Make Capitalism History - Protest the G8
Are you sick of being exploited? Or, if you are capitalist, are you sick of exploiting others? Are you sick of war? If so, then join the lunaticleft bloggers in protesting against the G8 summit this summer, June 6-8th. It takes place in Heiligendamm in Mecklenburg-Vorpommern on Germany’s Baltic Sea. For ideas of how to get involved, check out dissent - a network of resistance.
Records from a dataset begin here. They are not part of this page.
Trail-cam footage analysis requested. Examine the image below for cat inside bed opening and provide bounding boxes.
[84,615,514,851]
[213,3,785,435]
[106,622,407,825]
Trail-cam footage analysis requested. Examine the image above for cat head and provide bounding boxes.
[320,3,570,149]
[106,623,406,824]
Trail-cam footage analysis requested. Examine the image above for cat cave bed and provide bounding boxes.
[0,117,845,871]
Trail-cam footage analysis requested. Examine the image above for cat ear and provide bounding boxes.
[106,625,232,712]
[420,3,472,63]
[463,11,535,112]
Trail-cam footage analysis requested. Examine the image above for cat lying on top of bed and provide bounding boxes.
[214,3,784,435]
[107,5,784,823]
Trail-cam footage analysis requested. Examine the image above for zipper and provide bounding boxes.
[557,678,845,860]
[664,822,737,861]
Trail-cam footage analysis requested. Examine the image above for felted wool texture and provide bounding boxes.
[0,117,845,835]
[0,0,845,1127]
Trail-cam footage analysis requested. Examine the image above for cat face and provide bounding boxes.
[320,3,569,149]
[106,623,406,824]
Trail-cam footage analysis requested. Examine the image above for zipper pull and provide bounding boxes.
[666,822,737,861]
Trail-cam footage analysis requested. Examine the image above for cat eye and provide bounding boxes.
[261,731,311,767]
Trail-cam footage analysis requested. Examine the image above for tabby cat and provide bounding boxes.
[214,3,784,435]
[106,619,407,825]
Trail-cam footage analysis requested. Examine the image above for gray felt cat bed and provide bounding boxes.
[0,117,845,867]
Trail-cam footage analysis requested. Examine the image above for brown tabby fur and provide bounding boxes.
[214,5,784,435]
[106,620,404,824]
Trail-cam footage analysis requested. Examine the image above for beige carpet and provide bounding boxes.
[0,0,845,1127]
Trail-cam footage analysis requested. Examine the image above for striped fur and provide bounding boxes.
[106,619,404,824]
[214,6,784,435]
My understanding of this protest is that its importance lies not so much in the demonstration of resistance against the capitalist pig-dogs (I mean it’s not like they’re going to say, oh shit, we didn’t know people thought we were such assholes), but rather in the constructive effects of the protest, both in planning it and carrying it out: the deepening and widening of feelings of solidarity and networks of communication amongst the different social movements (environmentalists, anti-capitalist globalization, feminists, socialists, anti-war activists, etc.) from all over the world. Through their coming together to work on this common project of stopping the G8 summit, they will set the groundwork for initiating further projects on which they can coordinate their efforts to best meet their common yet singular goals (my view here draws on Hardt and Negri’s Multitude). Come join the protest at Heiligendamm and participate in radical democracy!

February 12th, 2007 19:39
Are their goals really singular?
February 12th, 2007 20:30
By “singularity” I mean what is different in itself, as opposed to what is different from something else (Hardt and Negri get this from Deleuze who might get it from Spinoza - see _Multitude_, pg. 127n.52). The singular-common couplet is meant to replace identity-difference. Singularities are able to communicate because of the common they share and produce (e.g., common conditions, languages, networks, projects). Their goals are still singular because every person and group develops them on the basis of their experiences and productions of these commonalities in the local, contingent circumstances and histories in which they live. … Does that make any sense?
February 13th, 2007 14:24
Eli, you and I have argued about this before, but I still wonder about the purpose of protesting the G8? What I think is sometime lacking in the left wing protests on the world stage like this is a sense of coherence. Everyone is there protesting something else and in the end it doesn’t really leave much impact and it is easy for the media to do what they want to and write it off as a bunch of hoodlums.
February 13th, 2007 18:18
Yes, I concede that the protesters lack a certain sense of coherence, they do not leave much impact, and the mainstream media can write them off as hoodlums. Yet, none of that defeats my argument in the above post about what I see as the greatest benefit of these protests: developing solidarity networks amongst groups who are protesting for different purposes. These networks are growing, as evidenced by the increasing number of protesters at these meetings and by their increasing abilities to pull off protest actions in coordination with each other. They do not have coherence in the sense of melding into a homogenous single group with a single message, but they do have temporary coherences that allow them to coordinate their actions for demonstrations (e.g., traditional opponents, such as the unions and the environmentalists, marching together at the Seattle WTO protest). As for their dismissal by the media, first, they are getting excellent coverage through alternative media, and conversely through their using alternative media to help them organize, they are strengthening it. Who cares what the mainstream media thinks? They function to serve the same system of domination as the G8 leaders, and thus they are part of what many of the protesters are protesting against.
February 13th, 2007 22:34
…on this same point, I would like to anticipate your reply that different social movements could develop these networks of solidarity without going to the protests, e.g., through networking on the internet, e.g., moveon. In response, I think that the unique benefit of the protests is that they provide an opportunity for the groups to meet face-to-face, which allows them to build affective relations that couldn’t be developed virtually. Further, the protests provide them with opportunities to work together, with face-to-face communication, on common projects, such as the planning of particular marches and demonstrations. This planning requires them to create ad hoc institutions, such as roundtables and councils, which are sites of real participatory democracy that can serve as inspiration and models they can bring back for further organizing at their home cities after the protests. Also, the solidarity networks they develop can serve as the affective bases for virtual communication networks that they continue after the protests, in anticipation and preparation for further radical democratic actions.